Quisiera cambiar algunas cosas… Chile Veloz

Vendedor de frutas frente al Teatro Municipal. Caracas c.1930. Crédito a su autor.

De repente me pongo a pensar en las cosas de antes, las más sencillas, y los recuerdos comienzan a aflorar para llevarme a esos años donde lo único importante era estar ahí, tener las ganas, hacer las cosas.

Me puse a pensar en la llegada de las vacaciones y cómo me faltaba el tiempo para hacer todo lo que quería: montar bicicleta, patinar, jugar baseball con pelotica de goma y monear la mata de mamón de los Aoun, unos franceses que nunca entendieron lo vital que eran los mamones en el crecimiento de los niños de la cuadra.

A las cinco llegaba el panadero en su enorme moto de un verde indescifrable con su sidecar lleno de pan de a locha y, lo más importante, de tunjas, una suerte de pan dulce suave, enroscado, azucarado, que costaba una locha igual que el pan.

Otras veces llegaba Rafael el quincallero en una camioneta que nada tenía que envidiarle a un centro comercial de hoy, pues allí había de todo, ollas, triquitraques, sartenes, saltapericos, metras, perinolas, coladores, silbadores, cucharas, pistolitas de pistón, así, mezcladas las cosas para la casa con las cosas para nosotros los niños en vacaciones, y se anunciaba con su corneta que decía: ERUGUE... ERUGUE…

De repente se oía la carreta del señor que vendía naranjas, solo naranjas, y que tenía una maquinita para pelar las naranjas California como por arte de magia. Uno compraba la fruta por medio (0,25 céntimos) más por ver cómo la maquinita pelaba la naranja y salía la tirita de la concha que por la misma naranja.

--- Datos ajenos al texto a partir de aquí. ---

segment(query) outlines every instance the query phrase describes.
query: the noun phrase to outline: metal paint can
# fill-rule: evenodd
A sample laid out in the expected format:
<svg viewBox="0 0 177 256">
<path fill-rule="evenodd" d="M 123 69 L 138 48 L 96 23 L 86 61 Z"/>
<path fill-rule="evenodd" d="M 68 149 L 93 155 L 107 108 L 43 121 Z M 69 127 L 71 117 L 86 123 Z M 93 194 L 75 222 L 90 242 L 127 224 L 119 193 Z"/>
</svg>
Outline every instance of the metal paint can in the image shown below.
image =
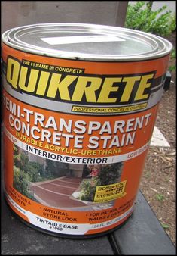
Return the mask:
<svg viewBox="0 0 177 256">
<path fill-rule="evenodd" d="M 22 220 L 86 238 L 128 219 L 171 49 L 154 35 L 103 25 L 3 33 L 5 194 Z"/>
</svg>

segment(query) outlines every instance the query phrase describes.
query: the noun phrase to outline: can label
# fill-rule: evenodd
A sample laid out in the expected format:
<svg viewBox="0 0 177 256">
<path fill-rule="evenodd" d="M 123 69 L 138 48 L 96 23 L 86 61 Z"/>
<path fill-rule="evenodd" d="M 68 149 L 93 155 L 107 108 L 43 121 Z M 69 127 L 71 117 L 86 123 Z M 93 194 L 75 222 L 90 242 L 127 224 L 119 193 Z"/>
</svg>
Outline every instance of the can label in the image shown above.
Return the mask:
<svg viewBox="0 0 177 256">
<path fill-rule="evenodd" d="M 62 59 L 3 45 L 5 184 L 21 218 L 66 235 L 131 214 L 169 56 Z"/>
</svg>

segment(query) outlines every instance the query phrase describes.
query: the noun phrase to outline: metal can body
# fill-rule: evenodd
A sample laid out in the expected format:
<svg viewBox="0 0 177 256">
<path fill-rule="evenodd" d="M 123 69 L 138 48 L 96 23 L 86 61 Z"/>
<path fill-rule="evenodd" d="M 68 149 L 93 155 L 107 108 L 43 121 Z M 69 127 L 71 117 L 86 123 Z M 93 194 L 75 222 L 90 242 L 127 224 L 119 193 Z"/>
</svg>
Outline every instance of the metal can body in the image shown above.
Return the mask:
<svg viewBox="0 0 177 256">
<path fill-rule="evenodd" d="M 54 235 L 120 226 L 133 211 L 170 43 L 67 23 L 17 28 L 2 41 L 10 207 Z"/>
</svg>

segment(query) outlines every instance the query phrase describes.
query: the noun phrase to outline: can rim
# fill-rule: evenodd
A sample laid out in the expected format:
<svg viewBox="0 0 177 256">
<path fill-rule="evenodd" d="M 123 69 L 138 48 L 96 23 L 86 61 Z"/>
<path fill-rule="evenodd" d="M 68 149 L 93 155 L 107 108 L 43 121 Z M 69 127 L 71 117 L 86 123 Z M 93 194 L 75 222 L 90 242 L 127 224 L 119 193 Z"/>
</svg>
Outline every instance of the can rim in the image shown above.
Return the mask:
<svg viewBox="0 0 177 256">
<path fill-rule="evenodd" d="M 141 41 L 145 41 L 146 44 L 149 44 L 152 46 L 153 49 L 151 51 L 145 52 L 143 54 L 131 54 L 131 55 L 100 55 L 100 54 L 88 54 L 88 53 L 81 53 L 81 52 L 66 52 L 62 50 L 54 50 L 50 49 L 47 48 L 35 46 L 29 43 L 23 42 L 18 38 L 18 33 L 24 30 L 30 30 L 32 28 L 38 28 L 41 30 L 44 27 L 49 27 L 53 26 L 53 28 L 56 26 L 61 26 L 64 27 L 65 26 L 69 26 L 72 27 L 81 27 L 83 28 L 90 27 L 90 29 L 97 29 L 97 30 L 105 30 L 105 31 L 110 33 L 110 35 L 117 35 L 117 33 L 129 33 L 129 37 L 134 37 L 137 39 L 141 39 Z M 22 52 L 38 54 L 40 55 L 45 55 L 48 57 L 54 57 L 60 58 L 67 58 L 67 59 L 76 59 L 76 60 L 83 60 L 83 61 L 142 61 L 148 59 L 154 59 L 160 58 L 165 55 L 167 55 L 170 53 L 172 49 L 172 45 L 167 39 L 160 37 L 158 36 L 148 33 L 145 32 L 122 28 L 118 27 L 107 26 L 107 25 L 98 25 L 98 24 L 90 24 L 90 23 L 38 23 L 32 24 L 27 26 L 21 26 L 18 27 L 14 27 L 10 29 L 3 33 L 2 36 L 2 42 L 5 44 L 20 50 Z M 145 41 L 146 39 L 146 41 Z M 160 48 L 160 46 L 161 48 Z"/>
</svg>

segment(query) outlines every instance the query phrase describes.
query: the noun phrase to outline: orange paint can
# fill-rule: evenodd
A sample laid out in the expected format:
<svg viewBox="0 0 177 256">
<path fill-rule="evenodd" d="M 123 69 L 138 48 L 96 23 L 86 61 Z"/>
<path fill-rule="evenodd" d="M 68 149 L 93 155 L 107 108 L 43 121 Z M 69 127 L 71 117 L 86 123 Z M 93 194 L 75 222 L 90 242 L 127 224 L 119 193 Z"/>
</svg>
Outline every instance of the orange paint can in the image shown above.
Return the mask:
<svg viewBox="0 0 177 256">
<path fill-rule="evenodd" d="M 86 238 L 133 211 L 172 45 L 114 27 L 2 35 L 5 194 L 26 223 Z"/>
</svg>

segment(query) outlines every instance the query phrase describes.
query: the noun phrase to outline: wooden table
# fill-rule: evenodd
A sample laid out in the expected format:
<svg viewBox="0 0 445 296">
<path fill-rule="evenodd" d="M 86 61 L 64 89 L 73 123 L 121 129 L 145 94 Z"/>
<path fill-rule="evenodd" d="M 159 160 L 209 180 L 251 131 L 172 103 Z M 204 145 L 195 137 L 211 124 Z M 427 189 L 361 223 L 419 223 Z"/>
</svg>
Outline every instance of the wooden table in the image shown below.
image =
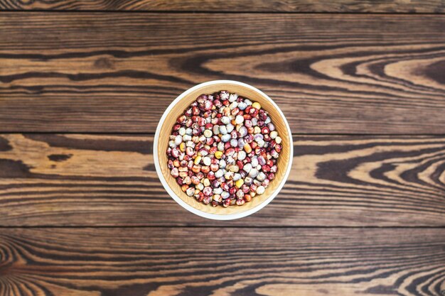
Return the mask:
<svg viewBox="0 0 445 296">
<path fill-rule="evenodd" d="M 0 0 L 0 295 L 445 295 L 441 0 Z M 292 128 L 245 219 L 176 204 L 166 107 L 230 79 Z"/>
</svg>

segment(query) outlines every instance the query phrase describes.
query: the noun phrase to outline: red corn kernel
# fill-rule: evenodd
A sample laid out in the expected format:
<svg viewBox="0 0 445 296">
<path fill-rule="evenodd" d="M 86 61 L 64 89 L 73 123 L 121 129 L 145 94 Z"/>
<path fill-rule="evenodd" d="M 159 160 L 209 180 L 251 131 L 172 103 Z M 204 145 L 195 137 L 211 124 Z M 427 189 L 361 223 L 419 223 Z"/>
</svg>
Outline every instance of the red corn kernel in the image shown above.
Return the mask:
<svg viewBox="0 0 445 296">
<path fill-rule="evenodd" d="M 207 174 L 207 178 L 210 180 L 210 181 L 216 179 L 216 177 L 215 177 L 215 172 L 211 170 L 208 172 L 208 173 Z"/>
<path fill-rule="evenodd" d="M 264 172 L 270 172 L 270 167 L 269 165 L 263 165 L 262 167 L 261 167 L 261 169 Z"/>
</svg>

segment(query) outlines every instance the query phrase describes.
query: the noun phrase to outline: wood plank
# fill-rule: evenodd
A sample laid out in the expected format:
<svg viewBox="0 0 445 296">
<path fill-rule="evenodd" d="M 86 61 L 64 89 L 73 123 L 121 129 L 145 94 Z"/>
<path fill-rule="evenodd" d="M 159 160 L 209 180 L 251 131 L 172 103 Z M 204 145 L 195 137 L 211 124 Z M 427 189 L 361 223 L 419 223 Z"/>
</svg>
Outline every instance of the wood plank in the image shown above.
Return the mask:
<svg viewBox="0 0 445 296">
<path fill-rule="evenodd" d="M 444 137 L 294 136 L 265 209 L 213 221 L 165 192 L 149 136 L 0 137 L 0 226 L 445 226 Z"/>
<path fill-rule="evenodd" d="M 168 243 L 167 243 L 168 242 Z M 442 295 L 444 229 L 2 229 L 2 295 Z"/>
<path fill-rule="evenodd" d="M 444 133 L 445 16 L 0 14 L 0 131 L 154 132 L 183 90 L 256 86 L 297 133 Z"/>
<path fill-rule="evenodd" d="M 443 13 L 442 0 L 0 0 L 4 10 Z"/>
</svg>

Cuando había alguna fiesta en la casa, las botellas que se vaciaban eran un tesoro para mí, pues cada tanto pasaba un señor gritando… BOTELLERO…  BOTELLERO…, y esas botellas vacías se transformaban en mucho dinero, pues él las compraba a tres centavos (15 céntimos de bolívar) cada una. Yo lograba ganarme un bolívar, o hasta dos, y eso me alcanzaba para comprar ocho Torontos.

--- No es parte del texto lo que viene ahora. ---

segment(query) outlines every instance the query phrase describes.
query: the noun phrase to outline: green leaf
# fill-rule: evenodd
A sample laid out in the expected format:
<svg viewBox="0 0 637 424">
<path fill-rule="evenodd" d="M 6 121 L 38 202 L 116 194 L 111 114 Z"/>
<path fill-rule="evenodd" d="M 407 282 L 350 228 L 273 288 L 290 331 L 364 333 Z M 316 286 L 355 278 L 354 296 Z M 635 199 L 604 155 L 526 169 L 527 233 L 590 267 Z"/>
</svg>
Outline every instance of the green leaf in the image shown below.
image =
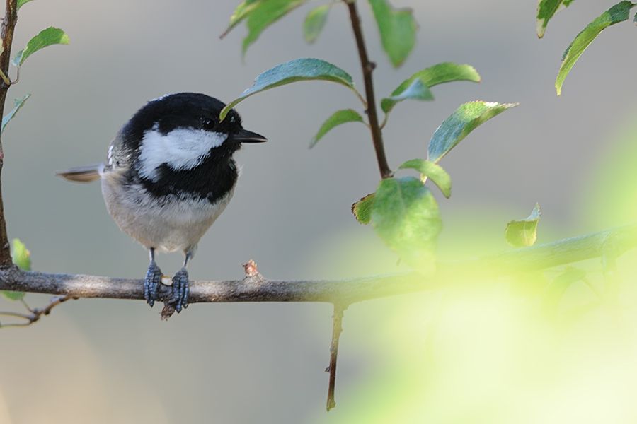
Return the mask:
<svg viewBox="0 0 637 424">
<path fill-rule="evenodd" d="M 442 229 L 435 199 L 418 178 L 386 178 L 376 191 L 372 225 L 406 263 L 431 271 L 434 248 Z"/>
<path fill-rule="evenodd" d="M 30 40 L 26 47 L 18 52 L 12 63 L 16 66 L 20 66 L 24 63 L 27 57 L 38 50 L 57 44 L 69 44 L 69 36 L 59 28 L 49 27 L 45 30 L 42 30 L 38 35 Z"/>
<path fill-rule="evenodd" d="M 582 269 L 569 266 L 551 281 L 542 295 L 542 310 L 545 313 L 555 314 L 558 312 L 560 300 L 564 293 L 574 283 L 586 278 L 586 272 Z"/>
<path fill-rule="evenodd" d="M 368 1 L 378 24 L 383 49 L 391 64 L 397 68 L 403 64 L 415 45 L 418 25 L 413 18 L 413 11 L 394 8 L 387 0 Z"/>
<path fill-rule="evenodd" d="M 534 245 L 537 240 L 537 225 L 541 215 L 539 204 L 535 204 L 535 207 L 528 218 L 509 222 L 505 230 L 507 242 L 514 247 Z"/>
<path fill-rule="evenodd" d="M 18 0 L 16 10 L 19 11 L 21 7 L 22 7 L 25 3 L 28 3 L 29 1 L 31 1 L 31 0 Z"/>
<path fill-rule="evenodd" d="M 437 163 L 483 123 L 518 103 L 497 103 L 481 100 L 461 105 L 436 129 L 427 149 L 432 162 Z"/>
<path fill-rule="evenodd" d="M 260 2 L 261 0 L 246 0 L 239 4 L 239 5 L 236 6 L 236 8 L 234 9 L 234 12 L 233 12 L 232 15 L 230 16 L 230 23 L 228 24 L 228 28 L 226 28 L 226 30 L 224 31 L 224 33 L 221 35 L 220 37 L 223 38 L 227 35 L 236 25 L 243 22 L 243 20 L 248 17 L 248 15 L 249 15 Z"/>
<path fill-rule="evenodd" d="M 347 122 L 363 122 L 362 117 L 360 116 L 360 114 L 353 109 L 343 109 L 343 110 L 335 112 L 332 116 L 328 117 L 325 122 L 323 123 L 323 125 L 321 126 L 318 132 L 314 136 L 311 143 L 310 143 L 310 148 L 314 147 L 316 143 L 318 143 L 325 134 L 329 132 L 335 126 L 338 126 L 339 125 L 346 124 Z"/>
<path fill-rule="evenodd" d="M 412 100 L 434 100 L 433 94 L 429 90 L 429 87 L 425 86 L 422 81 L 415 79 L 403 91 L 381 100 L 381 108 L 386 114 L 389 113 L 396 103 L 408 99 Z"/>
<path fill-rule="evenodd" d="M 630 16 L 631 9 L 635 5 L 630 1 L 620 1 L 610 8 L 595 20 L 588 24 L 584 30 L 575 37 L 562 57 L 562 64 L 558 71 L 555 81 L 555 90 L 557 95 L 562 93 L 562 85 L 573 66 L 584 53 L 584 50 L 597 38 L 599 33 L 615 23 L 626 20 Z"/>
<path fill-rule="evenodd" d="M 360 200 L 352 205 L 352 213 L 361 224 L 369 224 L 372 220 L 372 206 L 374 205 L 374 194 L 361 197 Z"/>
<path fill-rule="evenodd" d="M 312 44 L 318 38 L 327 22 L 330 6 L 330 4 L 319 6 L 310 11 L 305 17 L 305 22 L 303 23 L 303 35 L 306 42 Z"/>
<path fill-rule="evenodd" d="M 413 84 L 418 81 L 421 81 L 425 86 L 430 88 L 434 86 L 452 81 L 466 81 L 479 83 L 480 75 L 471 66 L 459 65 L 452 62 L 444 62 L 434 65 L 430 68 L 426 68 L 416 72 L 403 81 L 401 85 L 391 93 L 391 97 L 383 99 L 381 101 L 381 107 L 383 111 L 386 114 L 389 113 L 394 105 L 398 102 L 396 101 L 397 98 L 398 99 L 398 101 L 405 100 L 406 98 L 424 100 L 433 100 L 432 95 L 431 95 L 430 98 L 418 96 L 409 97 L 406 95 L 410 92 L 410 88 L 413 87 Z"/>
<path fill-rule="evenodd" d="M 31 252 L 28 251 L 24 243 L 19 239 L 13 239 L 11 241 L 11 257 L 18 268 L 22 271 L 31 271 Z M 0 293 L 5 298 L 10 300 L 20 300 L 24 298 L 24 293 L 22 292 L 14 292 L 8 290 L 0 290 Z"/>
<path fill-rule="evenodd" d="M 399 169 L 417 170 L 424 177 L 423 179 L 430 178 L 442 192 L 444 197 L 448 199 L 451 196 L 451 177 L 440 165 L 424 159 L 412 159 L 401 165 Z"/>
<path fill-rule="evenodd" d="M 246 54 L 248 48 L 258 39 L 265 28 L 288 14 L 307 0 L 261 0 L 248 5 L 244 12 L 248 35 L 243 38 L 241 52 Z"/>
<path fill-rule="evenodd" d="M 568 7 L 574 0 L 539 0 L 537 4 L 537 36 L 541 38 L 544 36 L 546 25 L 553 16 L 561 10 Z"/>
<path fill-rule="evenodd" d="M 231 109 L 253 95 L 303 81 L 331 81 L 345 86 L 357 93 L 354 88 L 352 76 L 340 68 L 320 59 L 297 59 L 277 65 L 257 76 L 251 87 L 224 107 L 219 117 L 222 120 L 225 119 Z"/>
<path fill-rule="evenodd" d="M 30 97 L 31 97 L 30 94 L 25 94 L 21 99 L 16 99 L 13 100 L 13 108 L 10 112 L 2 117 L 2 127 L 0 128 L 0 134 L 4 132 L 4 129 L 6 127 L 7 124 L 8 124 L 9 121 L 13 119 L 13 117 L 16 116 L 16 114 L 18 113 L 18 111 L 20 110 L 20 109 L 24 105 L 24 102 L 26 102 L 27 99 L 28 99 Z"/>
</svg>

Un buen día aparecieron Balbino, Daniel, José y Julio, españoles todos, que alquilaban caballos. Yo fui feliz paseando a caballo por las calles de El Paraíso, un lugar de Caracas que realmente era el paraíso.

También recuerdo los limpiabotas que iban a la casa. Junto a  los zapatos de mi papá, yo coleaba mi par de zapatos "elegantes" para que me hicieran Limpiado-Pulido con alcohol y agua por un Bolívar; el resultado eran unos zapatos relucientes que parecían un espejo.

Son tantos los recuerdos que se agolpan en mi cabeza que llenaría muchas páginas de esas memorias de un país que conocí y que lamentablemente no puedo heredar a mi hijo, no sólo por que el país es otro sino porque son otras las cosas que a él le toca vivir, cosa que acepto. Pero no hay duda que tuvimos la suerte de nacer en el momento correcto para rememorar tantas cosas que hoy suenan a cuento, a leyenda, a fantasía.

Ya vengo, voy a la quincalla El Pinar en mi bicicleta a comprar unas barajitas del álbum "Banderas del mundo". YA TENGO LA DE VENEZUELA, ¿Y TÚ?